Down a narrow path lined with thick birch trees, past old Soviet-style cinder-block apartment buildings and the giant statue of Gagarin holding flowers behind his back and leaning forward welcomingly, we arrived at the awkward row of Western-style town houses built for NASA we called “the cottages.” It was Friday night, so after dropping our bags we went straight to Shep’s Bar, actually just the remodeled basement of Cottage 3. The place was named for Bill Shepherd, a NASA veteran of three space shuttle flights who was now in Star City training to become the first commander of the International Space Station. He was also a former Navy SEAL who was legendary for saying in his astronaut interview, when asked what he could do better than anyone else in the room, “Kill people with my knife.” Bill had a penchant for putting people under the table in a drinking game called liar’s dice, and my first night in Russia I was expected to participate. I wasn’t one to argue, and I even had a slight advantage over the others in that I had played the game in my fighter pilot days. Shep had no mercy on us newcomers, though, and I watched as some scientist astronauts who were in Russia for the first time fell out one by one. Shep didn’t need a knife to kill; he could also kill with dice.

Even though I held my own, the next morning was rough when I had to get up very early for a four-hour ride on a bumpy road in a bus smelling of burning engine oil. I lay down on the backseat and tried to sleep as we headed to Russa, the remote village where space flyers trained in case the Soyuz landed in cold weather. The plan was for me to first observe, then to participate in, the Russian winter survival training.

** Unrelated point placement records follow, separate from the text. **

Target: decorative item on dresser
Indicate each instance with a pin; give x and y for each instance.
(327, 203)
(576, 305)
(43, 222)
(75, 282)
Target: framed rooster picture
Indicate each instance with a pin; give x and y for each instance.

During the reign of Ivan the Terrible, Russa had been a thriving city, but now, having been largely destroyed in World War II, there wasn’t much there aside from a “sanatorium,” a quintessentially Russian combination of hospital and hotel that to Americans looked more like an old spa. The area is famous for spring-fed lakes that were supposed to have healing powers.

Unbeknownst to me, and against NASA’s objections, I was to go through the same psychological evaluations the cosmonauts did, and this was the first order of business on my first day. NASA had its own psychological evaluation process, of course, but the Russians’ was a bit different. The first test I did involved sitting across from a psychologist under a bare bulb, both of us sitting on hard wooden kitchen chairs. I felt as though I were going to be interrogated like Francis Gary Powers during the Cold War.

The psychologist, who looked like a well-fed version of Sigmund Freud, explained the test: I was to estimate various lengths of time by stopping a stopwatch without looking at it after what I thought was ten seconds, then thirty seconds, then one minute. I took the stopwatch from him and held it down by my side to begin the first test. I soon realized that I could see the doctor’s watch from where I was sitting, including the second hand. I “estimated” each of the intervals of time perfectly. The psychologist reacted with shock and congratulated me profusely on my time-estimation prowess.

Once the test was over, his watch was no longer visible to me, and I wondered whether that had actually been a test of my honesty, or perhaps a test of my ability to adapt. I decided not to worry about it much—to me, using any available tool I had to excel on the test was at least as important as following the rules blindly. I don’t condone cheating, but I’ve learned it’s important to be creative in solving problems. Now that I’ve gotten to know the Russian culture, I think my approach was the right one.